My brother had just been appointed Secretary of Nevada
Territory—an office of such majesty that it concentrated in
itself the duties and dignities of Treasurer, Comptroller,
Secretary of State, and Acting Governor in the Governor's
5 absence. A salary of eighteen hundred dollars a year and the
title of "Mr. Secretary," gave to the great position an air of
wild and imposing grandeur. I was young and ignorant, and I
envied my brother. I coveted his distinction and his financial
splendor, but particularly and especially the long, strange
10 journey he was going to make, and the curious new world he
was going to explore. He was going to travel! I never had
been away from home, and that word "travel" had a seductive
charm for me. Pretty soon he would be hundreds and
hundreds of miles away on the great plains and deserts, and
15 among the mountains of the Far West, and would see
buffaloes and Indians, and prairie dogs, and antelopes, and
have all kinds of adventures, and have ever such a fine time,
and write home and tell us all about it, and be a hero. And he
would see the gold mines and the silver mines, and maybe go
20 about of an afternoon when his work was done, and pick up
two or three pailfuls of shining slugs, and nuggets of gold
and silver on the hillside. And by and by he would become
very rich, and return home by sea, and be able to talk as
calmly about San Francisco and the ocean, and "the isthmus"
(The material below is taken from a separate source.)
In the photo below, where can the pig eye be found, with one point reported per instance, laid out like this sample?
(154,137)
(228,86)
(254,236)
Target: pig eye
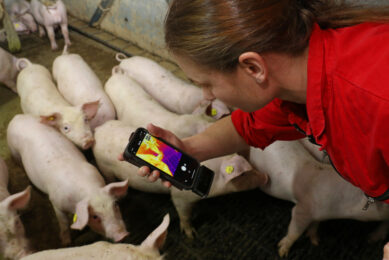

25 as if it was nothing of any consequence to have seen those
marvels face to face.
What I suffered in contemplating his happiness, pen
cannot describe. And so, when he offered me, in cold blood,
the sublime position of private secretary under him, it
30 appeared to me that the heavens and the earth passed away,
and the firmament was rolled together as a scroll! I had
nothing more to desire. My contentment was complete.
At the end of an hour or two I was ready for the journey.
Not much packing up was necessary, because we were going
35 in the overland stage from the Missouri frontier to Nevada,
and passengers were only allowed a small quantity of
baggage apiece. There was no Pacific railroad in those fine
times of ten or twelve years ago—not a single rail of it. I
only proposed to stay in Nevada three months—I had no
40 thought of staying longer than that. I meant to see all I could
that was new and strange, and then hurry home to business. I
little thought that I would not see the end of that three-month
pleasure excursion for six or seven uncommonly long years!
I dreamed all night about Indians, deserts, and silver bars,
45 and in due time, next day, we took shipping at the St. Louis
wharf on board a steamboat bound up the Missouri River.
We were six days going from St. Louis to "St. Jo."—a trip
that was so dull, and sleepy, and eventless that it has left no
more impression on my memory than if its duration had been
50 six minutes instead of that many days. No record is left in my
mind, now, concerning it, but a confused jumble of savage-
looking snags, which our boat deliberately walked over with
one wheel * or the other; and of reefs which we butted and
butted, and then retired from and climbed over in some softer
55 place; and of sand-bars which we roosted on occasionally,
and rested, and then got out our crutches and sparred over.
In fact, the boat might almost as well have gone to St. Jo.
by land, for she was walking most of the time, anyhow—
climbing over reefs and clambering over snags patiently and
60 laboriously all day long. The captain said she was a "bully"
boat, and all she wanted was more "shear" and a bigger
wheel. I thought she wanted a pair of stilts, but I had the deep
sagacity not to say so.
*The narrator is on a paddle steamer, a boat that uses steam power to turn a large wheel in the rear of the boat.